Sigmund, Carl and Alfred has/have a post up about Aayan Hirsi Ali. She is an ethnic Somali who fled to the Netherlands to escape an arranged marriage, got asylum, worked her way up and is now a member of the Dutch Parliament. She collaborated with Van Gogh on the film about Islamic mistreatment of women that so angered a Muslim that he sought Van Gogh out and killed him in a rather horrible way. (I think the film was more than a bit inflammatory and denigratory of Islam as a whole in an unfair way, but you have to read her experiences to understand why she sees things as she sees them.) Left pinned to his body with a knife was a letter that promised a like fate to Hirsi Ali.

I have been following her story for about six months. She is under constant guard, and receives a lot of death threats. She is a gadfly, and I don't think Dutch society is totally comfortable with her outspokenness.

Here are some background links:
BBC
Aayan Hirsi Ali weblog (in Dutch)
Libertas (good short summary, English)
More updates, DutchReport (English)
Spiegel article (English)

Anyway, SC&A listed an excerpt from the Transatlantic Intelligencer in which she spoke about what she perceives as the failure of multiculturalism in the Netherlands and what she perceives as a type of betrayal by the left. This raises so many issues I can't even enumerate them. It's worth a look. Basically what she is saying is the ideal of multi-culturism as practiced in The Netherlands is willing to sacrifice women on an individual level.

The unfairness I see in her portrayal of Islam is that she is speaking not so much of a religion as a culture associated with that religion. Islam, as it is practiced many places and by many people, does not include the abuse of women shown in the film. It is fair to say that Islam as a whole rejects the western sexually liberated woman, but then it also rejects the western sexually liberated man. For that matter, so do most Christian denominations.

Update:
SC&A took me to task. No, I would never condone the murder or any attack upon a person for something he or she said. That's inconceivable to me. And I have read and reread what I wrote and I still don't see how that could be a reasonable implication, but that just goes to show you how careful you have to be.

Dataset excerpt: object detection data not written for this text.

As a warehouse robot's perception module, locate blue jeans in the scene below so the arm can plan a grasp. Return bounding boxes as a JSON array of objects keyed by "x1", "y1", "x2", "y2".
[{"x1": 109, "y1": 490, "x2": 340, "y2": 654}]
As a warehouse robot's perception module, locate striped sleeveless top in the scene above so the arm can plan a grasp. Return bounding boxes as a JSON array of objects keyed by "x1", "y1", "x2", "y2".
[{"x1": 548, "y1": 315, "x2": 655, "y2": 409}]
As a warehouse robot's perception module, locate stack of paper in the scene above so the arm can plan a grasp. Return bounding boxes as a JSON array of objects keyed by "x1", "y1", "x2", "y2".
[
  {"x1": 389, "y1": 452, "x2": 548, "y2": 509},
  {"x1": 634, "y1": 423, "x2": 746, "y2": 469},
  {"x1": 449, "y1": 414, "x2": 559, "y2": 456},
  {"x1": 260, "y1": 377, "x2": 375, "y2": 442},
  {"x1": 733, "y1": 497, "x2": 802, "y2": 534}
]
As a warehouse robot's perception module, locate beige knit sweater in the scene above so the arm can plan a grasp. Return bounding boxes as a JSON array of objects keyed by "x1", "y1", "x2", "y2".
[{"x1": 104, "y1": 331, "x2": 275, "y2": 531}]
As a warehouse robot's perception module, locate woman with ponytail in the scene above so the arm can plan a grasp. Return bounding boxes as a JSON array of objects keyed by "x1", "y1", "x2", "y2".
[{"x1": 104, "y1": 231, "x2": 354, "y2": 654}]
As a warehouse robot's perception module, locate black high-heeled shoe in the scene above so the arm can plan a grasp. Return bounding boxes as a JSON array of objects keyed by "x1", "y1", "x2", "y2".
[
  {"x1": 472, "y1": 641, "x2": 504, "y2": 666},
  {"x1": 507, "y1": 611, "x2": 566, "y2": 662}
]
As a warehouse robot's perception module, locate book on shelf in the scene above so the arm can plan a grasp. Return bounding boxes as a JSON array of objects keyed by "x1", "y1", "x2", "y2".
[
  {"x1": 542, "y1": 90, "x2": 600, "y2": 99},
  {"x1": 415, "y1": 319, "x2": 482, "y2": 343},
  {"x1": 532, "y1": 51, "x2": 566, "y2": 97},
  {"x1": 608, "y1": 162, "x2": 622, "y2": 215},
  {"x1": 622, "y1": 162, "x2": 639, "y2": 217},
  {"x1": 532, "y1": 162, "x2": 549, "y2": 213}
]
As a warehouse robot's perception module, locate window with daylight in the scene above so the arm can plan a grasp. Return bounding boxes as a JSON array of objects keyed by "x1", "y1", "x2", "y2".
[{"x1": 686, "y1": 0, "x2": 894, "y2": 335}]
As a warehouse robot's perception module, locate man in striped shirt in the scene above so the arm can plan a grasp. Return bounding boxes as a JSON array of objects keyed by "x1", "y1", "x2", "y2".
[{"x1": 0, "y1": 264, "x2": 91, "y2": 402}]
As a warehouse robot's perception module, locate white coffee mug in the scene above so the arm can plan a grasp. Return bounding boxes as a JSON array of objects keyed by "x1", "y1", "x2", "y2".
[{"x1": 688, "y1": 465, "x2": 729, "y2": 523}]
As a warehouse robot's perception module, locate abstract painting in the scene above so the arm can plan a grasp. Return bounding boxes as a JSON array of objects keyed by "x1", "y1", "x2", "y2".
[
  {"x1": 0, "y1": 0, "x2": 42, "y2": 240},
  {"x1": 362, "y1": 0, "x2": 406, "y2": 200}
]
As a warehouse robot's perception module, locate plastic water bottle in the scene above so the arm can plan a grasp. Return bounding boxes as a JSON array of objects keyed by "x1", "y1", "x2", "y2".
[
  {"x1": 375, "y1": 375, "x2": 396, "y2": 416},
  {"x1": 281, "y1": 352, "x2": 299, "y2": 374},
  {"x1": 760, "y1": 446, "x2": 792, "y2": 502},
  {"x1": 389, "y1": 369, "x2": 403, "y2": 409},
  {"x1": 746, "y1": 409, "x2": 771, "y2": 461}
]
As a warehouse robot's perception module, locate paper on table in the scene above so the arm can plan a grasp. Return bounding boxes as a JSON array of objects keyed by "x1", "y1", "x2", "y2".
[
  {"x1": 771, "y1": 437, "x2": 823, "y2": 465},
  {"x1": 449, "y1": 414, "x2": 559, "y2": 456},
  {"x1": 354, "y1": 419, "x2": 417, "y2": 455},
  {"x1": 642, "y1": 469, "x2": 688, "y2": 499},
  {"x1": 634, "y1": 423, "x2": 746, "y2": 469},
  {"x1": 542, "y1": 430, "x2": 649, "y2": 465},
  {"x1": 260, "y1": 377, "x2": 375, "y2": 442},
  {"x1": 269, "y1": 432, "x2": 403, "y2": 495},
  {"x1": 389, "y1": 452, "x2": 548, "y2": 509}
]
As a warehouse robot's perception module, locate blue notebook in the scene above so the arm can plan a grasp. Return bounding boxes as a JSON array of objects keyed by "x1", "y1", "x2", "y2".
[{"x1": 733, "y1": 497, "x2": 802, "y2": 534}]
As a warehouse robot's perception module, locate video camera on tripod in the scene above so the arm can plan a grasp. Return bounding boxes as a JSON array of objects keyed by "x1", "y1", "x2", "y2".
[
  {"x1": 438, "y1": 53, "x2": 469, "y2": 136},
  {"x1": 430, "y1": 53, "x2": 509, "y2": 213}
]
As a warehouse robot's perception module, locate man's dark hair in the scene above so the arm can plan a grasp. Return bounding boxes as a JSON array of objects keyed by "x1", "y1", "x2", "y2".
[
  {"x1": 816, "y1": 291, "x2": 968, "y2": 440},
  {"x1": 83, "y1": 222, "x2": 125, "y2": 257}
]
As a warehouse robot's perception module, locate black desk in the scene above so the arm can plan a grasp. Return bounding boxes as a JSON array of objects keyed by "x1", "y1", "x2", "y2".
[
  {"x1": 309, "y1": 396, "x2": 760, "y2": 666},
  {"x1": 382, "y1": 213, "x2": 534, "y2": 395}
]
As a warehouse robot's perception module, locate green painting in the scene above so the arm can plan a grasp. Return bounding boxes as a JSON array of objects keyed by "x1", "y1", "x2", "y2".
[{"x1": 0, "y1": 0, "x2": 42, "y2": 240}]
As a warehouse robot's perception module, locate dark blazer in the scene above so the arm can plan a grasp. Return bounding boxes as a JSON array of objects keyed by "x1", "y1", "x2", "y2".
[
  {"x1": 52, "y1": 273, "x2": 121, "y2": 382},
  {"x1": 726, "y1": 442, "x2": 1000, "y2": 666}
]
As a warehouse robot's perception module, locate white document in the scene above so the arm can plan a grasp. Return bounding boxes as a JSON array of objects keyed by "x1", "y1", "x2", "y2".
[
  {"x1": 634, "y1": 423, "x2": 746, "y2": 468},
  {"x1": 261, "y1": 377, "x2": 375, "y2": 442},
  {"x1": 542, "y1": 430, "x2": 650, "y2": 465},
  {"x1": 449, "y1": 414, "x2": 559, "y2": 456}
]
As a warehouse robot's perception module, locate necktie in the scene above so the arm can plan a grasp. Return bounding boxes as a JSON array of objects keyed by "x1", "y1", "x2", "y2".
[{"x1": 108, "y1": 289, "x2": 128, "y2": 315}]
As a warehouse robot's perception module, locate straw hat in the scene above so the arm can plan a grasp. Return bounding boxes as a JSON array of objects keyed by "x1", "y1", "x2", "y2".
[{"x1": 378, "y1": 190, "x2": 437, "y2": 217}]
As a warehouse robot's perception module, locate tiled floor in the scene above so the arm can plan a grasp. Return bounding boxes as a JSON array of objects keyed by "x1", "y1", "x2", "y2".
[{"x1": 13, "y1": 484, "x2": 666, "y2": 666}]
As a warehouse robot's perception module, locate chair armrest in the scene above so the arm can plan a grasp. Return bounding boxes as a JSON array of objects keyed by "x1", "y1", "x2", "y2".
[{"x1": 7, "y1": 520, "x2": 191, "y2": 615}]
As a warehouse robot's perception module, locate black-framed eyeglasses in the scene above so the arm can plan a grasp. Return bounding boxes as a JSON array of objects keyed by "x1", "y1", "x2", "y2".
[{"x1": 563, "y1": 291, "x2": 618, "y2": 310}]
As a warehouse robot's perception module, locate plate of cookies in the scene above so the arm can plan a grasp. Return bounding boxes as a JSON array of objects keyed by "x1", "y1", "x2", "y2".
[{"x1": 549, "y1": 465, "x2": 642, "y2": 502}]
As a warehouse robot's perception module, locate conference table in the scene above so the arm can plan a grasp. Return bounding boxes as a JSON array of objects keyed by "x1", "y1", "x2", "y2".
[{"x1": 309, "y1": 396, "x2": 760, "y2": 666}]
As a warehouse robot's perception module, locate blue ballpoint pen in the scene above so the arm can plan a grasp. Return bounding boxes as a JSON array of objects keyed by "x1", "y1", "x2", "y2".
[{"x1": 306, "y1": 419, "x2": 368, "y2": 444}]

I don't condone anything about what happened or is happening to Hirsi Ali, in her early life or later. I don't condone the death threats against her, or any threats. I don't condone Van Gogh's murder. I don't condone honor killings among Muslims and I don't condone killing your wife if she is unfaithful to you, which was still a relatively common and unpunished practice in some areas in Latin America when I was going to college. It should be obvious that killing someone is a far, far greater wrong than saying bad things about a group of people.

I am tired of reading people saying what Islam is. And I think it is wrong. Islam is what those who practice the faith make it. If you will read the story of Hirsi Ali's early life, you will see why she holds the opinion of Islam that she does. Obviously what is happening to her because she speaks out about these wrongs and Van Gogh's murder show that she is protesting about a real evil.

I am also amazed by the very idea that one could defend one's religion by murdering someone for an insult to it. What a concept. I am unbelievably shocked by the consistent attacks in Iraq on innocent people (Muslims, no less) in the name of "defense of Islam".

Nonetheless, I also am going to insist upon one more piece of reality - that most Muslims are not these people and do not hold these beliefs. I have known and worked with quite a few of them, and there was notable absence of beatings, stabbings, etc. The women I have known who have been abused by their husbands were not Muslims. I would say the Muslims I have known were true to their religion, and those who run around killing people are not.